For sure, she would never forgive her husband for the absence that let her into knowing fear, shame, and helplessness. The looks of the neighbors, the indiscretions of the women who called themselves their friends. And unable to understand what to do with all those feelings, she poured it all out upon her children, devoid of anyone to let them know they were not guilty. Devoid of someone to tell them they cared. Her thorns cutting them from within.

Suddenly, silence flooded the entire room, and sentiment full of melancholy reigned that old wooden house all over again. Somehow, everybody knew it was the sign to leave. My father stood in his place, solemnly. The voice of a T.V. news anchor appeared, as it was the sports segment; as well as the buzzing sound from the overly iridescent and nauseating lightbulb above all of us. The stains of red wine on the tablecloth were like the evidence of a battlefield, were no one left alive. And at that moment, with a distant sight from my father, I knew I had to leave too.

That evening, my mother drove us back home. My siblings were asleep, as well as my father from the moment he sat. I stayed awake, wondering what had happened between the moment I left the table and said goodbye to my grandmother; but even though she was cold at our farewell, I understood where that was coming from – the young girl that never stood a chance to face this world. The cold of winter slipped through the car, reminding us that warmth would mostly be found among us family.

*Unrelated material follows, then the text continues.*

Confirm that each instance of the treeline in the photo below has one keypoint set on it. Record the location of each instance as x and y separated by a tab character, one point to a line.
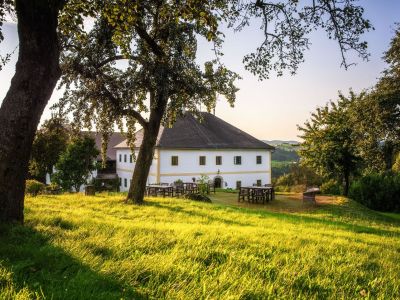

At night, after our regular Sunday baths, and as we all were preparing for a new week, everyone seemed spaced out. Like as what we had witnessed that afternoon never had really happened. Like everything that had been happening for so long was a mere mirage. For such a young age, I would be confused by this, as I was told to always face the truth, even though it would destroy me at the end, because it would never really go away if you transform it into a ghost. Like those that awaken my father every night. Like those that never let him sleep. And as I went to bed with this anxious feeling inside me, I could not help but cry. I would do this silently as I shared my bedroom with my older brother, who probably was dealing with his own teenage demons. As tears ran down my temples and wet my pillow, I imagined my father as a child like me, tormented by his own existence. I asked myself into understanding why everything happened like that and no one really did something to make it right. I wondered why anyone would let children play grownups at such short age. I wondered if that would happen to me. And then I realized that it was hurting me too, as I was growing through that same garden. A sprout covered in cement. And that thorns were inside me too all along. The feeling was so unbearable that I had to go to get some water to the kitchen; and as I wandered in silence through our small apartment, and saw my father at the end of the corridor, I saw him for the first time as what he was too – my own ghost.